Ce dossier propose une synthèse juridique et opérationnelle destinée aux acteurs économiques confrontés à ces risques : propriétaires fonciers, développeurs, exploitants et directions juridiques. Il s’appuie sur des retours d’incidents récents, des orientations réglementaires françaises et européennes, et des progrès techniques publiés par des organismes spécialisés et la recherche.
Contexte et enjeux réglementaires
En France, le cadre réglementaire traitant du stockage électrique évolue rapidement pour suivre le déploiement des technologies de stockage et les risques associés. Des textes du code de l’énergie et de l’environnement précisent désormais des modalités spécifiques pour les appels d’offres et la prise en compte des catégories de stockage (pompage, batteries, hydrogène).
Parallèlement, la nomenclature des installations classées pour la protection de l’environnement (ICPE) distingue aujourd’hui les rubriques applicables aux ateliers de charge et aux stockages de batteries lithium‑ion, avec des seuils techniques (notamment la rubrique 2925‑2 pour les Li‑ion au‑delà de 600 kW). Les services de l’État et les préfets imposent des prescriptions locales adaptées aux risques identifiés.

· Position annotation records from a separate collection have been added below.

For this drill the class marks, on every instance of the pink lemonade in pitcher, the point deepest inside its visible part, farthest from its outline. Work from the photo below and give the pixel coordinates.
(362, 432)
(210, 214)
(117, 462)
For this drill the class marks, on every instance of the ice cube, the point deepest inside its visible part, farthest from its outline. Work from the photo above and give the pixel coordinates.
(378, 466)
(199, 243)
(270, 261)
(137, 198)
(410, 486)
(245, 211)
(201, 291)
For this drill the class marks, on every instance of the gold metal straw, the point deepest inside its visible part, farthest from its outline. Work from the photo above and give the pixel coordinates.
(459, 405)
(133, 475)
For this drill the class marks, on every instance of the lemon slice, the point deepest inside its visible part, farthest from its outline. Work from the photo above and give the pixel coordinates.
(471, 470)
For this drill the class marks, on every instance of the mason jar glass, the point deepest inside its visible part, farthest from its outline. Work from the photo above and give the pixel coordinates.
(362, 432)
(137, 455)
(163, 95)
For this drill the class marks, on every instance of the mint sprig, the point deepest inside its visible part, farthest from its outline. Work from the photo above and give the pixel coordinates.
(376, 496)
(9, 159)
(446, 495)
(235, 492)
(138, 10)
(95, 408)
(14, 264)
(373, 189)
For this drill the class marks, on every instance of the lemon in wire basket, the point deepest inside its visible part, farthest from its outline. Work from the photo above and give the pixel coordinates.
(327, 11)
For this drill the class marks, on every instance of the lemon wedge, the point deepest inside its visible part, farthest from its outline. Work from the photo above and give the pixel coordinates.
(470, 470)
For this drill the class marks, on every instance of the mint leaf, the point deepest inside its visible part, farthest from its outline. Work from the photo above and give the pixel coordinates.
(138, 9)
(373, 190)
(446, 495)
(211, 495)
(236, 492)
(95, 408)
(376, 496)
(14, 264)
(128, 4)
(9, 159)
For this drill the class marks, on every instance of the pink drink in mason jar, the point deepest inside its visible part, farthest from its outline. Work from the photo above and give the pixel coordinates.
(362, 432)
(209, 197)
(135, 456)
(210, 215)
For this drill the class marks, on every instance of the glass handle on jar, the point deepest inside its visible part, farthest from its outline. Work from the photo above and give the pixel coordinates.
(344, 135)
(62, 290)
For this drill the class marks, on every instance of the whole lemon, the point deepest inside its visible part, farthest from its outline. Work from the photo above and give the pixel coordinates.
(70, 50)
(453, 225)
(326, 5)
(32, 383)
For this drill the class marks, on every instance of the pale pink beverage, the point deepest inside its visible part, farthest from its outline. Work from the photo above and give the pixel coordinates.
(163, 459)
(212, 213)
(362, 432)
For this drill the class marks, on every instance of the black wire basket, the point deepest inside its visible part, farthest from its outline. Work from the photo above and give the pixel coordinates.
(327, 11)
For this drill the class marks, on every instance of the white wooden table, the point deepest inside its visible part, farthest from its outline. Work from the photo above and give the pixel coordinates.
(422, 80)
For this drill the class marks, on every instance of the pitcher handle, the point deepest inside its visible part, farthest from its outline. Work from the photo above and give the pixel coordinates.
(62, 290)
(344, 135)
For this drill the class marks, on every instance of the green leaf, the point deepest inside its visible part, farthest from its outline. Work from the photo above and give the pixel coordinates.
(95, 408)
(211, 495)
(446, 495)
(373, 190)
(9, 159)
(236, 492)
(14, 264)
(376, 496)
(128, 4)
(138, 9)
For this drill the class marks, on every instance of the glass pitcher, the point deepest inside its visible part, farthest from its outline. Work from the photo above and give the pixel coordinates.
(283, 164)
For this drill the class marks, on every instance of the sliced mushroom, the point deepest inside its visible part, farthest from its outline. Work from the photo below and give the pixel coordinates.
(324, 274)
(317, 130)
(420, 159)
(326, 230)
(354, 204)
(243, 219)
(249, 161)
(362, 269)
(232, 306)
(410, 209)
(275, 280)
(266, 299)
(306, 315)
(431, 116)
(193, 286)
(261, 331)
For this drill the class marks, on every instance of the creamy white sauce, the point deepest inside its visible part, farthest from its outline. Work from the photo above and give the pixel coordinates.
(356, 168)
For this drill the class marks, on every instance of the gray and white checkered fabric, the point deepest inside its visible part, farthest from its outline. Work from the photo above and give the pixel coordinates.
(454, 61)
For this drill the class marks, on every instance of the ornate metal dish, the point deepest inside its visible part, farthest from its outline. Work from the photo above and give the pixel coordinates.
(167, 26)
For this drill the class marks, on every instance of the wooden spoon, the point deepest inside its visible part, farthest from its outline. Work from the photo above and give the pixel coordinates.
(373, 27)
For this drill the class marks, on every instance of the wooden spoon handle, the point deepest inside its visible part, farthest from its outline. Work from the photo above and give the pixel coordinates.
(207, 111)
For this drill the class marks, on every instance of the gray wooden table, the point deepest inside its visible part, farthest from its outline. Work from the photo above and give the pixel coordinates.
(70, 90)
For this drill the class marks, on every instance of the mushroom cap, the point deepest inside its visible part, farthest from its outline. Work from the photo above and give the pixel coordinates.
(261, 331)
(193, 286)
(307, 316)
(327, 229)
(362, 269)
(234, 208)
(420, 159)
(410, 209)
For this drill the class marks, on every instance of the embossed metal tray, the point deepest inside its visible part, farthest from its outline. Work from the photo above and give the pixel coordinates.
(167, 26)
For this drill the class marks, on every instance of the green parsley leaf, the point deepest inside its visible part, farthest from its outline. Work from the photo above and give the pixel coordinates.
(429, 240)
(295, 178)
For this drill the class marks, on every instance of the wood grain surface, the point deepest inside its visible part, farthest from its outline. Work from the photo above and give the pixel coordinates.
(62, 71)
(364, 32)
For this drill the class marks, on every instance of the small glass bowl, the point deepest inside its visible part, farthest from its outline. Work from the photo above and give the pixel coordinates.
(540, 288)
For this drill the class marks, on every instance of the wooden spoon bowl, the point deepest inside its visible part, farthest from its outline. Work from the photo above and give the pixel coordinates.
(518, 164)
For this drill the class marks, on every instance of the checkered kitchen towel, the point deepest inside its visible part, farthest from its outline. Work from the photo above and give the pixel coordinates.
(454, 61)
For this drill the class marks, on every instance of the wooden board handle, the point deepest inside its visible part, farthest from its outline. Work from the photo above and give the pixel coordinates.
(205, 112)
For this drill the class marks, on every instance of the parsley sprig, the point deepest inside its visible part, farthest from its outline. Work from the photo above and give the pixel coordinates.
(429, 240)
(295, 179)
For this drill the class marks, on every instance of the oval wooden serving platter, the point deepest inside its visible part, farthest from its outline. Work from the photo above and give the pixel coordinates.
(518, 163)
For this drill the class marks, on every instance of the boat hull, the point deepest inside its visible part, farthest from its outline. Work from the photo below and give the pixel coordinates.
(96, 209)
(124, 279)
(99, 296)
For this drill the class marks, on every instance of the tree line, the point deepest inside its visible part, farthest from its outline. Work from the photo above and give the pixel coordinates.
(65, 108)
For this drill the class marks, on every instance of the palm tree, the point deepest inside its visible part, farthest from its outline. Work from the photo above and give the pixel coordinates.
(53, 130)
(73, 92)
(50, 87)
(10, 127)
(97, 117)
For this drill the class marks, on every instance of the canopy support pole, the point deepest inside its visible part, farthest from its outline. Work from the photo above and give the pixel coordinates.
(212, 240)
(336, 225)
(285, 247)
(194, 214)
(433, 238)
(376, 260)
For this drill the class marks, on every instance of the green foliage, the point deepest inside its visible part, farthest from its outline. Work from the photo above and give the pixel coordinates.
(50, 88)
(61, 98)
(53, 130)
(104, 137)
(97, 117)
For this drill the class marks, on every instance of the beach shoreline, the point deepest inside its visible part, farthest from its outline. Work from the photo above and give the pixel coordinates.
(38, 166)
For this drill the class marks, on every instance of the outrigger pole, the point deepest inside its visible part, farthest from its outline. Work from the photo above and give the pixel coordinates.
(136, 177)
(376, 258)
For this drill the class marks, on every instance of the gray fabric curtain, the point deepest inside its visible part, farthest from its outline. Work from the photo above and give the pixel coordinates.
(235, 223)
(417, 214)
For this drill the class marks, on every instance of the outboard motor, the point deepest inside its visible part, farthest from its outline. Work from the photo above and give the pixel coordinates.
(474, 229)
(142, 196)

Les collectivités et DREAL examinent de plus en plus de prescriptions préfectorales renforcées (séparations physiques, détection, captage des eaux d’extinction, immersion), illustrant la tendance vers une normalisation plus exigeante au niveau local et national. Les exploitants doivent donc anticiper une série d’obligations opérationnelles au-delà des seules déclarations administratives.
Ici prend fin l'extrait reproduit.